Very mad approach, but looks are important. Since Jeff seems to be cast as the villian in the Blue vs. SpaceX fight this certainly is a way to gain points on Elon. ;)
Why do it?
- Reuse the fairing obviously
- Fairing loads only on 1st stage, both static and dynamic.
- leading to more fragile upper stages, or rather to stick more fragile insulation (ACES long endurance style) and various unareodynamic and fiddly bits on their exterior for wet workshop ideas. (Handholds, hardpoints, solar, thermal control...)
- Say tri or quad sector fairing. Why so many? Secondary use as drag device. Turning the stage into a really big lawndart. Perhaps something like this to slow down. (But actively held open.) perhaps add in kind of Spaceship One feathering tips.

Well, there I had concers about stack height an now I try to land something real tall...
Hm, actually, not that bad, doing this to NG comes out roughly like F9 fist stage. [Cue one of Bezos laughs.]

Offline TrevorMonty

Re: New Armstrong Speculation and Discussion
« Reply #51 on: 10/01/2016 07:34 PM »
NG should enable Blue to do lunar missions without waiting for NA.

My preferred method is via NASA DSH (I'm assuming it is going to happen).
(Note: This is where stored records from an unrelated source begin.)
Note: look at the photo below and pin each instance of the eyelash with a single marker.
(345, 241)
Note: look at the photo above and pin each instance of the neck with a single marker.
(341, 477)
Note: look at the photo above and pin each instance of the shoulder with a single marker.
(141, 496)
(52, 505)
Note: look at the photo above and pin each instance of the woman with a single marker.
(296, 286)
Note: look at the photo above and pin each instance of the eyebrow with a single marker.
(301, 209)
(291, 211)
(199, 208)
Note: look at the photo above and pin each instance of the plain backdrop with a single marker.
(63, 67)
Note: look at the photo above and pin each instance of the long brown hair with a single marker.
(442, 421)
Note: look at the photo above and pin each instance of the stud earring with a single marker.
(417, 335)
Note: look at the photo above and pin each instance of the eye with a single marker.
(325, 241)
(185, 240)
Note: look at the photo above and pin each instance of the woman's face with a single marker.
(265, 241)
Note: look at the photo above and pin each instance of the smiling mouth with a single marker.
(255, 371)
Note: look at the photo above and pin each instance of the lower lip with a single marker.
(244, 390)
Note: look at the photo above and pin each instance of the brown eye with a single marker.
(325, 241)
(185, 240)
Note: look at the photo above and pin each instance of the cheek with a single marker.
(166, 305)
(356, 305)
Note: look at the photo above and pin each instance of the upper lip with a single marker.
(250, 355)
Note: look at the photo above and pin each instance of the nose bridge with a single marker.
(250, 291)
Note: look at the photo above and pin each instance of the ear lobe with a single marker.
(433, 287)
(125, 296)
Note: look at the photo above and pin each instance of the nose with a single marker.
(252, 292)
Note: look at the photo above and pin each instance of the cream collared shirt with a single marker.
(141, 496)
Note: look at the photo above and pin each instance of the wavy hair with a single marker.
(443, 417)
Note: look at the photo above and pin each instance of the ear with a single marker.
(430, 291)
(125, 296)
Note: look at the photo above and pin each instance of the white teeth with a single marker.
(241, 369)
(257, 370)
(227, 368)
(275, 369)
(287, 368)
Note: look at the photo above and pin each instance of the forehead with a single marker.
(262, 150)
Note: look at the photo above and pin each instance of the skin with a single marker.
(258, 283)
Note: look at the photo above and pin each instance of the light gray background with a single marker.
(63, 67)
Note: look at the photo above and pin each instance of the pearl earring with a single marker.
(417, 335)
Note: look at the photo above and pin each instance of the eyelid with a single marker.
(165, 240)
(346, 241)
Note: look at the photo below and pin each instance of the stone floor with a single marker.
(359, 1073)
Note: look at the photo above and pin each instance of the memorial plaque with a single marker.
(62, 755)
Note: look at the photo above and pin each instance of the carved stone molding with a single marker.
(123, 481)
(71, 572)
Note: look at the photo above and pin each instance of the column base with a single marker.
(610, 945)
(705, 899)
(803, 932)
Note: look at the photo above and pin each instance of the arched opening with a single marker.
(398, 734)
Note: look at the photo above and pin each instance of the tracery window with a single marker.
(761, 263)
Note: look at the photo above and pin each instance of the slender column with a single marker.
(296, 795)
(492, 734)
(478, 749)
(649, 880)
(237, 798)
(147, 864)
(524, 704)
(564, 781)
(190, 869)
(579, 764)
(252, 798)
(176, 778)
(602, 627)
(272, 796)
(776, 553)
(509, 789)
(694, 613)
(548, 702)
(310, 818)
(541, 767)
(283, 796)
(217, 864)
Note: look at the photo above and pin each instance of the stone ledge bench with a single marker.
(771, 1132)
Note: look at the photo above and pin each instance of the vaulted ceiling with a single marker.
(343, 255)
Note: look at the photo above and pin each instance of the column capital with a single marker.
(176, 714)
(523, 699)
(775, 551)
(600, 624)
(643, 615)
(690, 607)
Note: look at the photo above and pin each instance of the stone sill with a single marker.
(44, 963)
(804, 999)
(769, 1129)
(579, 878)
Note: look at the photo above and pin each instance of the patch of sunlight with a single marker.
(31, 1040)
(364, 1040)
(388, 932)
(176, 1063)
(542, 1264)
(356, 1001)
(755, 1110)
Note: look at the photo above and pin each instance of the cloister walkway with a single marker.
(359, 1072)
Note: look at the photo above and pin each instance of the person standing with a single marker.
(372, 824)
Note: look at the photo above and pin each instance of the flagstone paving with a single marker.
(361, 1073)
No performance info on NG but 35-40t with expendable 2nd stage seems realistic.
I'm assuming BE3 3rd stage can survive 3-4day and has multiple restart ie ACES capability.

 The 3rd stage plus crew capsule goes direct to DSH, crew board a reusable lander eg ULA/Masten Xeus or Blue equivalent and proceed to moon. A 2nd NG launch with BE3 tanker is used to fill lander at DSH.

For return stage  lander returns to DSH, crew transfer to capsule which uses 3rd stage to provide 700m/s burn back to earth. NB While at DSH 3rd stage surplus/return fuel is offloaded to depot to keep it cool.

For lunar cargo missions the 3rd stage would be an expendable BE3 powered lander. This could deliver >5t direct to moon.

Having second spare lander at DSH as rescue vehicle, would allow crew to be rescued any where in the journey.

Besides ferry lunar passengers to moon, this transport system can also supply DSH.

Once ISRU is up and running, lander can be refuelled on surface, enabling it to go direct between LEO and surface, bypassing DSH.

I think $50m a seat for 6-7 to moon would be realistic.

Offline TrevorMonty

Re: New Armstrong Speculation and Discussion
« Reply #52 on: 10/01/2016 07:41 PM »
To deliver large payloads eg  BA330 to surface, the cargo lander would be launched empty and refuelled in LEO and again at DSH.